La strategia politica di trasformazione della città di Istanbul ha un obiettivo temporale ben preciso: il 2023, anno delle elezioni presidenziali. Oltre alla disastrosa situazione economica in cui versa il paese, la persona che potrebbe infrangere piani del presidente turco è il nuovo sindaco di Istanbul, Ekrem İmamoğlu. Una cosa è certa però: i rapporti di forza sono ancora troppo sbilanciati per poter competere ad armi pari.

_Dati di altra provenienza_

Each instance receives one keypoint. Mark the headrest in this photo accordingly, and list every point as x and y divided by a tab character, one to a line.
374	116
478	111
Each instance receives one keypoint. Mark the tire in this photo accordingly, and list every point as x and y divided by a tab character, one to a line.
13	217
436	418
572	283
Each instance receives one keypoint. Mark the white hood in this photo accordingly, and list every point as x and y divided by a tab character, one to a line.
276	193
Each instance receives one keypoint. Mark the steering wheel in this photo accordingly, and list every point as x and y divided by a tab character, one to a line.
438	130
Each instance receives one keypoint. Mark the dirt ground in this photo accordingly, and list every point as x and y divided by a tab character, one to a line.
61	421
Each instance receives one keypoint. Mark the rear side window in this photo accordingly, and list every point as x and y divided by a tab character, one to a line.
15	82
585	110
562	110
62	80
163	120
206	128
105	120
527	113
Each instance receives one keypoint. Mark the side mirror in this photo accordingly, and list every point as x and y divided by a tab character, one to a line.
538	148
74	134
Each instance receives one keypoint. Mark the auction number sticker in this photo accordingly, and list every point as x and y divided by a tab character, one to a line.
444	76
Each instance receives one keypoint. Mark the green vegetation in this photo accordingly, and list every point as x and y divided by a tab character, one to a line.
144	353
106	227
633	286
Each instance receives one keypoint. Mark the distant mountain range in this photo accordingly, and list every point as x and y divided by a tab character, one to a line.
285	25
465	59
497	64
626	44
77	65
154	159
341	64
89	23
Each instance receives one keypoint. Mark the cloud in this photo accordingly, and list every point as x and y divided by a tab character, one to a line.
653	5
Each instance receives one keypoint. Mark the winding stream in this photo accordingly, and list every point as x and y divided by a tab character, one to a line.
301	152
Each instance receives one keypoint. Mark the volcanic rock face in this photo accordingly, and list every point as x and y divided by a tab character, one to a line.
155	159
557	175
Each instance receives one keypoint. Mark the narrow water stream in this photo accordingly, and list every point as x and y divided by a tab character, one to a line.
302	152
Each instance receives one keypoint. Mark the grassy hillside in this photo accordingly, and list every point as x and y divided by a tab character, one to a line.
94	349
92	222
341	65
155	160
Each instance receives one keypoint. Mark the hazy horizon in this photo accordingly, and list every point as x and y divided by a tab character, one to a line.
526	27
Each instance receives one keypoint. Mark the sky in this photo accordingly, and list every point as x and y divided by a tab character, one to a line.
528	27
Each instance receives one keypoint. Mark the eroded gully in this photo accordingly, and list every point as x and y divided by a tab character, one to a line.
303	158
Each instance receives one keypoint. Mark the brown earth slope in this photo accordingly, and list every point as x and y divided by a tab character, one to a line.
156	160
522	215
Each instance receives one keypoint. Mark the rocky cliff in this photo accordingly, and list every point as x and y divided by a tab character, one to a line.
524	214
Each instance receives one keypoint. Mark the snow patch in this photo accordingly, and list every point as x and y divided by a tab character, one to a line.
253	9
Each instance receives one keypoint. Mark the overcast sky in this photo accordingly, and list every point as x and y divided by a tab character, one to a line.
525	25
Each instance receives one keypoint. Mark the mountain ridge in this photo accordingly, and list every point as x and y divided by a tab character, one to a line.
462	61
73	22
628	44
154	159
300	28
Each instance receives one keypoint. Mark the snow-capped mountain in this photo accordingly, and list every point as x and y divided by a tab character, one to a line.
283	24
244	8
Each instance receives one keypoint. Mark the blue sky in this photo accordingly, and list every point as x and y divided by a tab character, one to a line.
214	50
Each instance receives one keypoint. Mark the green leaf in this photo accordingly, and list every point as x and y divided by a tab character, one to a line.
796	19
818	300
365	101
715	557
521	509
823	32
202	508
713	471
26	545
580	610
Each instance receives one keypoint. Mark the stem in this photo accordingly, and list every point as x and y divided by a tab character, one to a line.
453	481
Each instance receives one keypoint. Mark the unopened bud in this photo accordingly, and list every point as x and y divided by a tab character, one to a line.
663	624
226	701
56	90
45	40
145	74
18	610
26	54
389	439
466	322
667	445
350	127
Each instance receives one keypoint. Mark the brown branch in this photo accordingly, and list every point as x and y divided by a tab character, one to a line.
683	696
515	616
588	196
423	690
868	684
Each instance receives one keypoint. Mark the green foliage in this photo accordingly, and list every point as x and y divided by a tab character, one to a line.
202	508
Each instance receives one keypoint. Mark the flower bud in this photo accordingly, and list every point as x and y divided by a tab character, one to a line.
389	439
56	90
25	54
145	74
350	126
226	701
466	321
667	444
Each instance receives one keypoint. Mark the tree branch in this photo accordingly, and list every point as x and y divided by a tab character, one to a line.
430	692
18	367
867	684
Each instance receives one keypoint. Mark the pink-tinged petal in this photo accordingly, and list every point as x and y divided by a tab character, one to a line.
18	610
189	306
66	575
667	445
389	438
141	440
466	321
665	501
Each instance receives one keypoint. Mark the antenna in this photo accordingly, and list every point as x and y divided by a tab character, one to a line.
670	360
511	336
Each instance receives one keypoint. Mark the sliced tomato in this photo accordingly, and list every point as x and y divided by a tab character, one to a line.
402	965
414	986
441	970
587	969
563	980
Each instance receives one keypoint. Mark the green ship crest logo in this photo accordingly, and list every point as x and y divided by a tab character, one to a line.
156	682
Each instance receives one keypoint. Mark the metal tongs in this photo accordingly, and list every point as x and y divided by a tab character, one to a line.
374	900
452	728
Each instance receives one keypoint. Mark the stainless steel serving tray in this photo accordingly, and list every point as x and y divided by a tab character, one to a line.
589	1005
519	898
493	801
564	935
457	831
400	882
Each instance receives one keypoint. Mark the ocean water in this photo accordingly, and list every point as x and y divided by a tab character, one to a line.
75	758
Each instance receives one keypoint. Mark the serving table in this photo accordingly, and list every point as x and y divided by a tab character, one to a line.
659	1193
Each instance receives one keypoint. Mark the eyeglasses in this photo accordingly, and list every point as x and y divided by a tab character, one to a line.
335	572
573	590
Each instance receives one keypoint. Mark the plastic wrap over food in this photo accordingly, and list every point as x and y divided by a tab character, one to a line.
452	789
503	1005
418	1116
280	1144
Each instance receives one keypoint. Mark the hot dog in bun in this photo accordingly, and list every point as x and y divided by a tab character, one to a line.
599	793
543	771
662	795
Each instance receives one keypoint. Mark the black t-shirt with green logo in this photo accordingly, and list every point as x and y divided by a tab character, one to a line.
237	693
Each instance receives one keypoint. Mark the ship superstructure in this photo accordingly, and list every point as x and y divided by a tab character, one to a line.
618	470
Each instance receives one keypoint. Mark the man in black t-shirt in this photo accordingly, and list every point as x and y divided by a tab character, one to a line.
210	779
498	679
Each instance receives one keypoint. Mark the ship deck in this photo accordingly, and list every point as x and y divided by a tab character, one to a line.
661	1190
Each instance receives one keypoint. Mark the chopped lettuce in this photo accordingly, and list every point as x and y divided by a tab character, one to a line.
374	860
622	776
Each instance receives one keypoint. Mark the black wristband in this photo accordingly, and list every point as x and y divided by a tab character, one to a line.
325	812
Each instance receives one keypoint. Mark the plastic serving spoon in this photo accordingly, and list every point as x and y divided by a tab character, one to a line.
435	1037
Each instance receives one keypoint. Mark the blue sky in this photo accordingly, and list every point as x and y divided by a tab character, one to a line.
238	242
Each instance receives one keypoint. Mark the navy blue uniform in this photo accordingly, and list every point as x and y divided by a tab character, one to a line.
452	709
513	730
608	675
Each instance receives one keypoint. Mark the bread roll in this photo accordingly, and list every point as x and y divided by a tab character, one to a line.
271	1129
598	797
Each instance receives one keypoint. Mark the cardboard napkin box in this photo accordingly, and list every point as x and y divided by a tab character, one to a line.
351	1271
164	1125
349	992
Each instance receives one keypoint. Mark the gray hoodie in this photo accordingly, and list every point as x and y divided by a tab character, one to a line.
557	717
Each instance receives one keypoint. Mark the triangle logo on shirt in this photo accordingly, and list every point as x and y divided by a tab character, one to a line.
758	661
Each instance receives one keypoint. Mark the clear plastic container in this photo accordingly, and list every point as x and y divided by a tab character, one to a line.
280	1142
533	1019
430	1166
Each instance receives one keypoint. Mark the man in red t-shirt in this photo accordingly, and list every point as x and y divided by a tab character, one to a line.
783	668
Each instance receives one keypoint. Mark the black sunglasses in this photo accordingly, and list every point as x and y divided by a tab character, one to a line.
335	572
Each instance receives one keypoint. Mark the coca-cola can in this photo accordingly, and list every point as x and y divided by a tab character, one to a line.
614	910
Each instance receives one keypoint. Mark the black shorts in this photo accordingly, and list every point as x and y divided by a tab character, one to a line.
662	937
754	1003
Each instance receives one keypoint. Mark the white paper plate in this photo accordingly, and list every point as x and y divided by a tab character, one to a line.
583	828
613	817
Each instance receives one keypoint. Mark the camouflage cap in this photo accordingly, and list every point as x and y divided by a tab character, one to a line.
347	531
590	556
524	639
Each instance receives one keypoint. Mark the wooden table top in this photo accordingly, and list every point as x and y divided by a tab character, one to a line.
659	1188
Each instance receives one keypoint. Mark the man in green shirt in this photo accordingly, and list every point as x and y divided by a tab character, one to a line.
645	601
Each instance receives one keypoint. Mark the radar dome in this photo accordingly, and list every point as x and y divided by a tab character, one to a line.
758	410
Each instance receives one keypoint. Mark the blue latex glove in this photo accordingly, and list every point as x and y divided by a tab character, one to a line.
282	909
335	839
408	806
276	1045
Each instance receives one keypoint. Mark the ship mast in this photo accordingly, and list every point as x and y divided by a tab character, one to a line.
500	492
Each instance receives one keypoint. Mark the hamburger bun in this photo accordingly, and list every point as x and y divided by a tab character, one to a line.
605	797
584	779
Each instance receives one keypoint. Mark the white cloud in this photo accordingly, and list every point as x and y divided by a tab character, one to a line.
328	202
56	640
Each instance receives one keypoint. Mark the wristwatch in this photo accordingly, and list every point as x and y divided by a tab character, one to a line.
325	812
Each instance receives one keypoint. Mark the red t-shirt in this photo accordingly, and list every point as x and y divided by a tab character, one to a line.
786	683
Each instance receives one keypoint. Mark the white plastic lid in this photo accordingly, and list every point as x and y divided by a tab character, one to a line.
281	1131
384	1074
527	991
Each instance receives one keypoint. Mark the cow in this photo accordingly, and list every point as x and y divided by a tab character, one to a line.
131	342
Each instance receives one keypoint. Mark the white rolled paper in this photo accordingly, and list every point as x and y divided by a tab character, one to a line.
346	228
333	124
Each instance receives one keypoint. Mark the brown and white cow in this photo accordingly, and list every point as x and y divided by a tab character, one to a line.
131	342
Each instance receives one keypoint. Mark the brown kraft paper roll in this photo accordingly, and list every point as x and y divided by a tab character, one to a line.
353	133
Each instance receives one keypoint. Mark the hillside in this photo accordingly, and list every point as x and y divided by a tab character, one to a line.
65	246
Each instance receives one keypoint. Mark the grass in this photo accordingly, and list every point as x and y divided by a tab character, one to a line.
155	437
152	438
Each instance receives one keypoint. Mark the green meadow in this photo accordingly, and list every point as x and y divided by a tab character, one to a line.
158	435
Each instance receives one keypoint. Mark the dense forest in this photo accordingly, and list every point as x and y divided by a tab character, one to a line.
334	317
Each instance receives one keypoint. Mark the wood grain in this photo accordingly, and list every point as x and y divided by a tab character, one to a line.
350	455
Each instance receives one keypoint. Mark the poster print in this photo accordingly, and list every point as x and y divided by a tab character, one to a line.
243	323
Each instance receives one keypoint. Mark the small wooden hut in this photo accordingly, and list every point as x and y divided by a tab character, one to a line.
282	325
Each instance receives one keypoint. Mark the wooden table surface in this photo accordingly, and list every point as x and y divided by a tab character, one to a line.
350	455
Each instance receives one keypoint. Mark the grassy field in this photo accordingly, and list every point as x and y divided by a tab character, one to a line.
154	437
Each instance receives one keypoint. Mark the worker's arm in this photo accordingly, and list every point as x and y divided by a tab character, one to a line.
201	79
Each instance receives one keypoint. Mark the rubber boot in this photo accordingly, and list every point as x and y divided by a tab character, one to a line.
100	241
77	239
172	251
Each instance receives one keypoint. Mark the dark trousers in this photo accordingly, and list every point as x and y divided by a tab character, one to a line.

Così come Atatürk, anche Erdoğan capì fin da subito che il suo potere e l’eredità del suo impero passavano innanzitutto attraverso le trasformazioni fisiche concentrate nella capitale economica del paese. Il governo Akp avanzò, agli inizi del anni Duemila, nuove proposte di rigenerazione urbana con l’intento di dare un nuovo significato e attribuire nuovi valori allo spazio pubblico più importante e sentito della metropoli. Cambiare l’assetto urbano di una città comporta il cambiamento delle abitudini dei suoi cittadini. Non a caso i grandi uomini della Turchia hanno sempre parlato di modernizzazione della nazione partendo dalla modernizzazione della città. La presenza di una nuova moschea a piazza Taksim, realizzata nel 2018, simboleggia il reinserimento della religione nella sfera pubblica della società turca. L’Islam, “materialmente”, eliminato da questa piazza per lungo tempo, ora si ritaglia uno spazio al suo interno, come all’interno della nazione. L’idea di Recep Tayyip Erdoğan di demolire l’Akm, il centro culturale Atatürk a piazza Taksim, non è una scelta architettonica astratta, ma vuole essere un chiaro messaggio che illustri quale storia si debba rievocare e quale dimenticare. Sulla stessa scia, va inserita la tanto controversa riconversione a moschea di Santa Sofia.

Lo studio dell’urbanistica può essere un’utile lente non solo per comprendere la storia di una società ma anche per capire come essa stia evolvendo a livello sociale, politico ed economico. Il governo di Erdoğan ha certamente promosso una progressiva islamizzazione di un certo ambiente sociale, ma la vera rivoluzione che ha messo in atto non riguarda la religione, ma lo spazio urbano: ha trasformato interi quartieri, intere città, un intero paese. Oggi il vero banco di prova non è la tenuta del governo dopo le ultime elezioni amministrative, ma il modo in cui affronterà la crisi economica. Perché tutto questo impero, nasce, cresce e si nutre su queste fondamenta.